Ethanol is a known neurotoxic agent that induces endoplasmic reticulum (ER) stress and apoptosis in nerve cells. The transcription factor CREB is crucial for cell survival under stress; however, its involvement in ethanol-induced endoplasmic reticulum (ER) stress remains poorly understood. We examined the effects of ethanol on wild-type PC12 cells and CREB-overexpressing PC12-CREB cells. Cell viability was evaluated by ATP assays, apoptosis was detected by Hoechst staining, and key proteins involved in ER stress and apoptotic signaling were analyzed by Western blot analysis.
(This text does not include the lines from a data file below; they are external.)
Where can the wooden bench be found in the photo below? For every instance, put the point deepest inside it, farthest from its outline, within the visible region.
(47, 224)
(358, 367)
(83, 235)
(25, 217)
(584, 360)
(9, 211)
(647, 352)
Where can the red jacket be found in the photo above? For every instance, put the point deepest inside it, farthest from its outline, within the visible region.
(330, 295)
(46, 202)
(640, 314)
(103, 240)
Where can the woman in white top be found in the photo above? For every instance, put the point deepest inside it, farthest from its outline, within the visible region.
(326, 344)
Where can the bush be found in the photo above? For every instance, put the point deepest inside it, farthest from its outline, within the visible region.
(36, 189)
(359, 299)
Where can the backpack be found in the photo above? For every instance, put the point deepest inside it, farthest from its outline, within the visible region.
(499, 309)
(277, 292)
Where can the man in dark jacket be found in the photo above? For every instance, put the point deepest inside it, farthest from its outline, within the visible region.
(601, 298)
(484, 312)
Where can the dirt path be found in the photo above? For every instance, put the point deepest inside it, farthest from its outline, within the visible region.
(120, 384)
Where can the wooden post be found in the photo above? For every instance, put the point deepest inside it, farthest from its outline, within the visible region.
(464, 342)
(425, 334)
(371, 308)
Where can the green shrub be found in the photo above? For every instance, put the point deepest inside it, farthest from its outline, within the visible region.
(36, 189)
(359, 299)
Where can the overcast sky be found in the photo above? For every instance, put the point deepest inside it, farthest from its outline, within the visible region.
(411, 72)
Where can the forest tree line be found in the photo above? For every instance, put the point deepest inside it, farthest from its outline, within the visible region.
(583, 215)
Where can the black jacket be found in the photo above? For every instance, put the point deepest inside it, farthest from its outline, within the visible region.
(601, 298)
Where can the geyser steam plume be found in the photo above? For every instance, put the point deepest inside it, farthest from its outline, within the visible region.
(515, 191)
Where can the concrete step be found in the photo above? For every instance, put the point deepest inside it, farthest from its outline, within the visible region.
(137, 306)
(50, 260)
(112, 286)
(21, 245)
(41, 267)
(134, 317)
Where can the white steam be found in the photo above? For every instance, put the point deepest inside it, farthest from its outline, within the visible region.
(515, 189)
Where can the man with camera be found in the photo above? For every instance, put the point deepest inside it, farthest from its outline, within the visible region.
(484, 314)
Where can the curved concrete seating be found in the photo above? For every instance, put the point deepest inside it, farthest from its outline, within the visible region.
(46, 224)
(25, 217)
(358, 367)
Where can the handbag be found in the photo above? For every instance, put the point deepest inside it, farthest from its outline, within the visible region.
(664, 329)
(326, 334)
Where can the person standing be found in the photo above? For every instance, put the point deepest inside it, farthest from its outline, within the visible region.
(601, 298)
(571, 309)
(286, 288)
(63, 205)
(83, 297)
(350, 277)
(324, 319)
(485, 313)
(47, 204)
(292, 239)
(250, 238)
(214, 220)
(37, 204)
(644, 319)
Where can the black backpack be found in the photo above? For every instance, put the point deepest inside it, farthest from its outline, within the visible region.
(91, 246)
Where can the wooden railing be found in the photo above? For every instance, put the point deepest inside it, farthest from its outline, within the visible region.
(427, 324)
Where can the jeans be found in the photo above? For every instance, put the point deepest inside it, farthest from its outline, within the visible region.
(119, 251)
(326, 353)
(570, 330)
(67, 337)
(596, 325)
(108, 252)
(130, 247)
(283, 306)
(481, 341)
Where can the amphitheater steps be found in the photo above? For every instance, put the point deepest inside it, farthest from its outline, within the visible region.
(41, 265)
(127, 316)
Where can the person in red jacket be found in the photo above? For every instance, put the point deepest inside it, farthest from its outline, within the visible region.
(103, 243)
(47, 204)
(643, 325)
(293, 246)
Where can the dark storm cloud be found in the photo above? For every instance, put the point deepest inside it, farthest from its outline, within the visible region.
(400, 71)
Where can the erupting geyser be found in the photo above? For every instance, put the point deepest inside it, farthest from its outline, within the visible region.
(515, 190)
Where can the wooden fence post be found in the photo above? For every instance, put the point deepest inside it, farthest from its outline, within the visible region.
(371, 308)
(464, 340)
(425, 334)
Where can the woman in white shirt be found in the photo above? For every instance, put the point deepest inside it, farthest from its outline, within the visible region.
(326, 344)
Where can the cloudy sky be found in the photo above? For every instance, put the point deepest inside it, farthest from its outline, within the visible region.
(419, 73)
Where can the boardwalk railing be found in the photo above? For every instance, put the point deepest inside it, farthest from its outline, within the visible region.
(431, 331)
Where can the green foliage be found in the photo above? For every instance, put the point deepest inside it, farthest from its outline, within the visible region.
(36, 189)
Ethanol treatment decreased cell viability and increased apoptosis in wild-type PC12 cells in a time-dependent manner. In contrast, PC12-CREB cells-maintained viability and showed significantly lower apoptotic cell numbers. Ethanol activated markers of ER stress (BiP, CHOP, ATF6) and pro-apoptotic pathways (phosphorylation of JNK and p38 MAPK) in wild-type cells. In CREB-overexpressing cells, CHOP induction and JNK activation were decreased, while the expression of the anti-apoptotic protein Mcl-1 was increased. CREB overexpression protects against ethanol-induced ER stress and apoptosis. This protective effect is mediated through modulation of unfolded protein response (UPR) signaling and regulation of pro-and anti-apoptotic gene expression. These findings underscore a potential role for CREB in attenuating ethanol-induced neurotoxicity.